I write “fiction” to hide the fact that I felt something so real it had hurt me. I write stories using the third person point of view so I don’t have to claim that I am writing about myself. I write something without using “I” to confuse my readers. I don’t want them to be certain that I was the one in my story. Most of the time these stories are sad, shameful, and full of regrets.
After reading some blog from 2007, I realized (though I already know) that when people fall in love, they usually feel, think and act about the same things. We do everything to be with the beloved person even if it means hurting another human being subconsciously. We tend to surround ourselves with the beloved even if it’s wrong or even if we were not sure we’d have a hold on them for a long time. There’s no concept of right or wrong when it comes to love, anyway… Most of the time we’re forced to face the options of fighting for the people we love or leaving them alone with their own lives. They’d fight for us if they wanted to be with us, right?
We girls usually think that guys should make the first move. Although we exhale so much hints that we like them, we don’t actually tell them straightforwardly that we like them during the first few days. Or weeks. Or even months. We wait for them to notice our pagpapa-cute and then we pray so hard for them to approach us first. To ask for our numbers and ask us out. We think that they’ll do everything to be a part of our lives. But what about us trying to make more effort to be part of their lives?

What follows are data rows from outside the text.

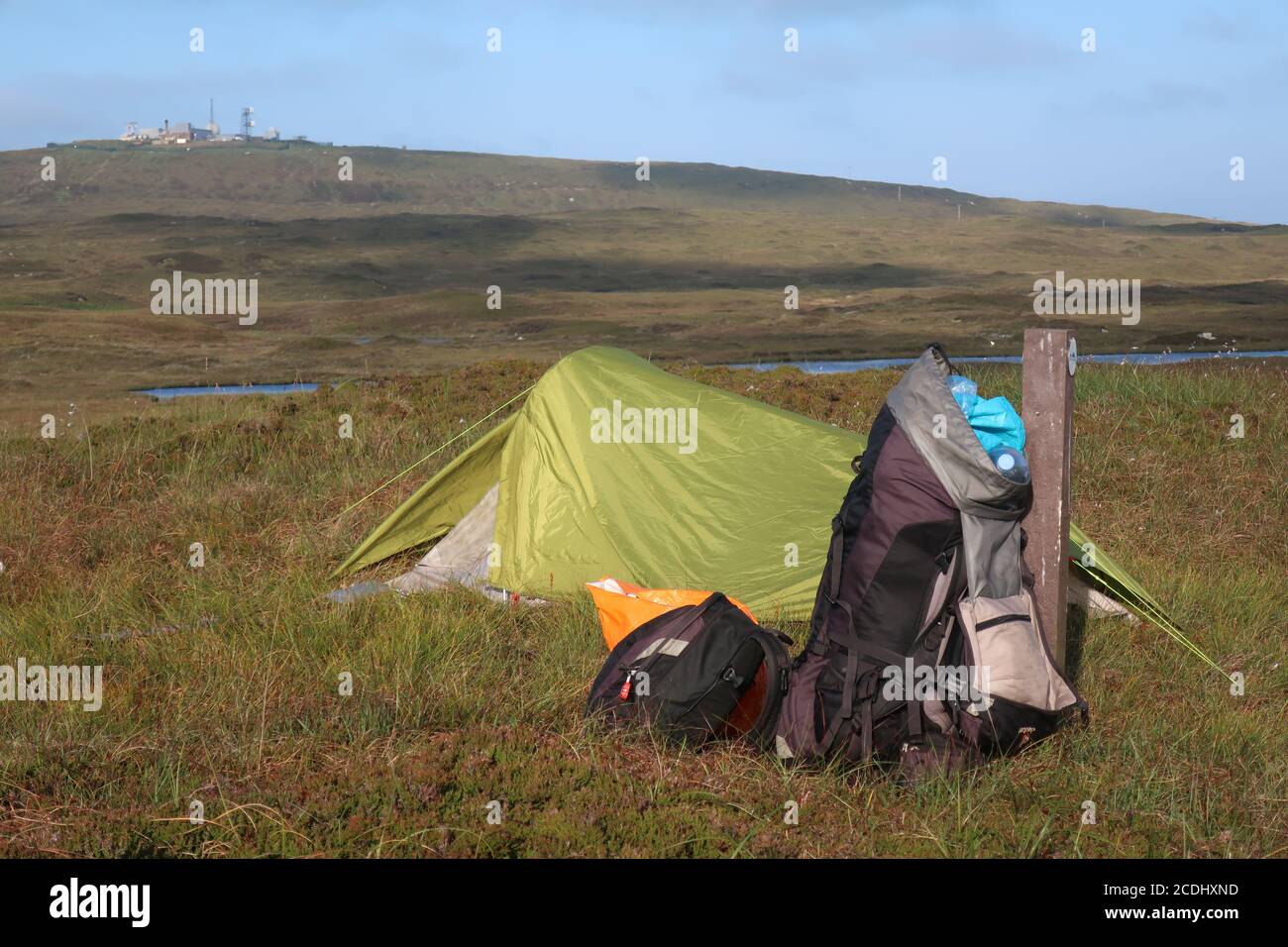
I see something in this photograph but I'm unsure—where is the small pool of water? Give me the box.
[134,381,318,401]
[726,349,1288,374]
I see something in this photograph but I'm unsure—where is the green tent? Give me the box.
[336,347,1175,630]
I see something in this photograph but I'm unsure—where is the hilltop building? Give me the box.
[119,99,290,145]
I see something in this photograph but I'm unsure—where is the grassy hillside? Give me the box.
[0,358,1288,857]
[0,142,1288,429]
[0,141,1202,227]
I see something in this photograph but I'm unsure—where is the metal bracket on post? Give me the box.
[1022,329,1078,668]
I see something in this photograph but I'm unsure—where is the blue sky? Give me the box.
[0,0,1288,223]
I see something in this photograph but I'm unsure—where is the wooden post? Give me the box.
[1022,329,1078,668]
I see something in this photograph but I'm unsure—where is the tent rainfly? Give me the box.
[336,347,1175,630]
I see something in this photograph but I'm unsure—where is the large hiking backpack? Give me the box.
[587,592,791,746]
[774,346,1085,780]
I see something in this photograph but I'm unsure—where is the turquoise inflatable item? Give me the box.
[948,374,1025,453]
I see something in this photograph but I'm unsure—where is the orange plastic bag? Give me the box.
[587,576,756,651]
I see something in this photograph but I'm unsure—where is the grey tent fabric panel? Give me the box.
[389,484,499,594]
[886,348,1031,598]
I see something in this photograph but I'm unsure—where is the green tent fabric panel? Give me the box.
[332,414,518,576]
[490,347,864,621]
[336,347,1171,644]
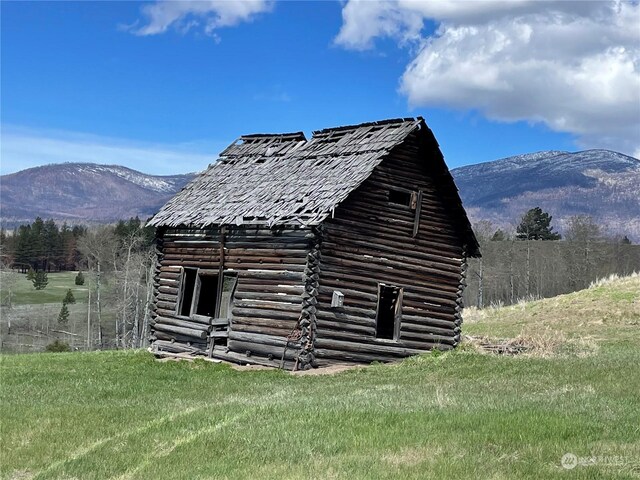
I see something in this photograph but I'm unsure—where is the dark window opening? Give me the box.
[195,275,218,317]
[180,268,198,317]
[389,190,411,207]
[376,284,402,340]
[218,273,238,320]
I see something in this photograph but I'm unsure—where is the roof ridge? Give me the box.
[313,116,424,136]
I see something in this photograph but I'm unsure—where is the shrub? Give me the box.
[44,340,71,352]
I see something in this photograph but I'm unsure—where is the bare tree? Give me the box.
[78,226,118,348]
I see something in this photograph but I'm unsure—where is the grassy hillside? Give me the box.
[2,272,89,305]
[0,277,640,479]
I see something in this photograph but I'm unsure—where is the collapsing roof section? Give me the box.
[149,117,475,255]
[150,118,423,227]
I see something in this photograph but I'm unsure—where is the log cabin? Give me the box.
[149,117,480,370]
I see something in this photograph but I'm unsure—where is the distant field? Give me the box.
[0,272,115,353]
[5,272,89,305]
[0,276,640,480]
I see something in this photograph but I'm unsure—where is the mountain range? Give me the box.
[0,150,640,242]
[0,163,195,226]
[451,150,640,242]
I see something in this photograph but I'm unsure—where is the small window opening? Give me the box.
[179,268,198,317]
[195,275,218,317]
[376,283,402,340]
[389,190,411,207]
[218,273,238,320]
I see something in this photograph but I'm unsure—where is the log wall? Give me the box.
[152,226,315,367]
[315,131,466,366]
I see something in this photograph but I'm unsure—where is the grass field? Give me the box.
[4,272,89,305]
[0,277,640,479]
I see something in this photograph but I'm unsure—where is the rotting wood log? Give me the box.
[153,323,207,339]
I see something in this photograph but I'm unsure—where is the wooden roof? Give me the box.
[149,117,426,227]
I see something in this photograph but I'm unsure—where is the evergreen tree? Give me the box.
[516,207,560,240]
[32,270,49,290]
[62,289,76,305]
[27,267,36,282]
[491,228,509,242]
[58,302,69,325]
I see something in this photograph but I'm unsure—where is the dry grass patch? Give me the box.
[463,274,640,348]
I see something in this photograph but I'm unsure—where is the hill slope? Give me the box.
[451,150,640,241]
[0,277,640,480]
[0,163,194,225]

L♥VE. It’s so complicated, you give up trying to understand it. But when the time comes that you’d actually fall in love, you’d start concluding that…
Love is in the eyes of the person you care so much about. It’s the warm feeling that flows in your veins when you see him smile. It’s being happy knowing that he’s happy. It’s kissing him with your eyes closed, smiling in between smooches. It’s the warm feeling you get when you know he got home safely after an amazing day together. It’s cuddling on the couch on a lazy Saturday afternoon. It’s holding him in your arms, consoling him, smoothing out his hair, wishing that time would stop. Then you know you could actually die right then and there, ‘cause you know you already got what you want. Or not yet.
I believe each one of us has their own definition of love. It varies from person to person. The definition, that is. But what we feel when we are in love could all be the same things. Being in love connects us with other people. It’s understanding each other without rationally thinking why we do.
Love is the person we personally love. They’re literally everything we have that we’d die the moment we lose them.